Ik ben zo rustig en tevreden als een kind dat gedronken heeft, bij zijn moeder op schoot.
(Psalmen 131:2b, BasisBijbel)
BIJBELGEDEELTE
Geniet van Jeruzalem, zoals een kind ervan geniet om bij zijn moeder op schoot te zitten. Geniet ervan hoe mooi de stad is. Want de Heer zegt: ‘Ik zal vrede naar Jeruzalem laten toe stromen als een rivier. En de rijkdommen van de volken zullen als een brede stroom naar Jeruzalem stromen. Ik zal jullie te eten geven. Ik zal jullie verzorgen en vertroetelen. Net zoals een moeder haar kind troost, zo zal Ik jullie troosten. Ja, jullie zullen in Jeruzalem worden getroost.’
(Jesaja 66:10-13, BasisBijbel)
EEN STAPJE DICHTERBIJ
‘Daar heb ik nou helemaal niks mee.’ De vrouw die naast me zat tijdens de kerkdienst fluisterde die woorden, maar haar verbeten toon sprak boekdelen. We hadden zojuist met de hele gemeente het Onze Vader gebeden.
Ik keek haar van opzij even vragend aan, maar de situatie leende zich niet voor een uitgebreid gesprek en mijn buurvrouw maakte een gebaar van ‘laat maar’.
Na de dienst vroeg ik haar wat ze met haar opmerking bedoelde.
‘God wordt in de hele Bijbel altijd maar afgeschilderd als Vader. Het zal wel iets met de patriarchale cultuur van toen te maken hebben, maar ik zie God liever als een moeder.’ Haar toon had opnieuw iets grimmigs.
Ik kende de vrouw al jaren, maar realiseerde me dat ik maar weinig wist over haar verleden. ‘Heeft dat misschien iets te maken met de ervaringen met jouw eigen vader?’ vroeg ik voorzichtig.
Ze knikte. ‘Laat ik het zo zeggen: het woord “vader” associeer ik bepaald niet met liefde.’
Ik zweeg beduusd. Wat ellendig als die aanspreektitel van God, waarmee de Bijbel vol staat, je zulke associaties geeft!
Opeens schoot me iets belangrijks te binnen. Ik bladerde naar vers 27 van het eerste hoofdstuk van Genesis. ‘God schiep de mens als Zijn evenbeeld, als evenbeeld van God schiep Hij hem, mannelijk en vrouwelijk schiep Hij de mensen,’ las ik voor. ‘Dat betekent dat God noch uitsluitend mannelijk, noch uitsluitend vrouwelijk is, toch?’

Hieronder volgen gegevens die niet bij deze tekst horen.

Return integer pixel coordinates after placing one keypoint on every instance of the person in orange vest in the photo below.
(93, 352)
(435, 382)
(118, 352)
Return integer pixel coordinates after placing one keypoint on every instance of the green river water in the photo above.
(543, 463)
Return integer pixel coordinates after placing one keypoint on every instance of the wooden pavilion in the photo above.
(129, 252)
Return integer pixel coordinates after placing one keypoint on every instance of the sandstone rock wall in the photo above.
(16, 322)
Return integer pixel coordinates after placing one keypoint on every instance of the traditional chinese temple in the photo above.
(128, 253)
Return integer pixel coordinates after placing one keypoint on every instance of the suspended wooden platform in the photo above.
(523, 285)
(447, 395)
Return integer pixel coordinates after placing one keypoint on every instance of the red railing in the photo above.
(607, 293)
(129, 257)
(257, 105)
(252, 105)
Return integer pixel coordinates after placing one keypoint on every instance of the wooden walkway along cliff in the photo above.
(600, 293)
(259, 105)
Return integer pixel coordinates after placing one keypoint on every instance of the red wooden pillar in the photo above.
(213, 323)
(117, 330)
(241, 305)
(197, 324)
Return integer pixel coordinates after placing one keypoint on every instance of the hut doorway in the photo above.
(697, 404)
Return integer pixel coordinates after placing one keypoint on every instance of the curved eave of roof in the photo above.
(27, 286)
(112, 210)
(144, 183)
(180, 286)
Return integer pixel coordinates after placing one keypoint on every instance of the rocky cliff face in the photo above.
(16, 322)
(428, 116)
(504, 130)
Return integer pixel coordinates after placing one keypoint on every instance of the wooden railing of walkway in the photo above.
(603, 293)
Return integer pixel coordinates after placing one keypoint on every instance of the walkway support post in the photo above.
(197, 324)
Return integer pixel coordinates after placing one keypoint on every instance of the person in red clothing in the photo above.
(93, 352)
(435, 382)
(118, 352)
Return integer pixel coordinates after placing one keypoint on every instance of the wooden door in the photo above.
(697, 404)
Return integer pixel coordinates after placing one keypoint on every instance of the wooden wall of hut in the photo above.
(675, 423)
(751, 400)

Mijn gesprekspartner fronste. ‘Jawel,’ zei ze langzaam, ‘maar er staat toch maar mooi weer “schiep Híj hen”.’
Dat was mij inderdaad ook opgevallen, toen ik de tekst voorlas. ‘We kunnen God moeilijk met “het” aanduiden,’ peinsde ik hardop. ‘Dan missen we het persoonlijke element.’
Het werd een interessant en filosofisch gesprek. We kwamen tot de conclusie dat taal, welke dan ook, nu eenmaal beperkingen heeft en dat de grootheid van God niet in woorden te vangen is. Ook bladerden we naar de verschillende teksten in de Bijbel waarin God weldegelijk met een moeder wordt vergeleken. Psalm 131 is daarvan een prachtig voorbeeld; de psalmist vergelijkt het gevoel van rust en vrede dat hij bij God ervaart met dat van een kind dat uitrust na het drinken aan de moederborst.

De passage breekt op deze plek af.